3. Fraktur yang menyatu secara butuk dan lambat, terutama fraktur dari leher femur
4. Fraktur patologis dimana penyakit tulang menghambat penyembuhan
5. Fraktur multiple dimana fixasi dini (baik dengan fixasi internal ataupun external)
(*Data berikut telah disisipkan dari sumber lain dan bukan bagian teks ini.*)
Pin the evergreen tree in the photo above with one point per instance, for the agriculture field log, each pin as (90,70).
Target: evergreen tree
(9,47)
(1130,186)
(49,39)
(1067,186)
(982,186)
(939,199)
menurunkan resiko komplikasi dan late multisystem organ failure
6. Fraktur pada pasien dengan kesulitan perawatan seperti pasien dengan
paraplegia, cedera yang banyak dan lansia.
Kesimpulan
Fraktur adalah terputusnya kontinuitas struktural dari tulang.Fraktur memiliki tanda-
tanda dan manifestasi klinis seperti bengkak, memar, nyeri , dan deformitas. Penanganan
inisial pada pasien dengan curiga fraktur adalah primary survey (A,B,C,D) kemudian, diikuti
dengan secondary survey dan stabilisasi sementara menggunakan bidai. Jika didapatkan
adanya fraktur terbuka perlu dilakukan pemberian antibiotik IV dan irigasi serta debridement.
Sedangkan, untuk fraktur tertutup dapat langsung dilakukan reduksi, retensi dan rehabilitasi.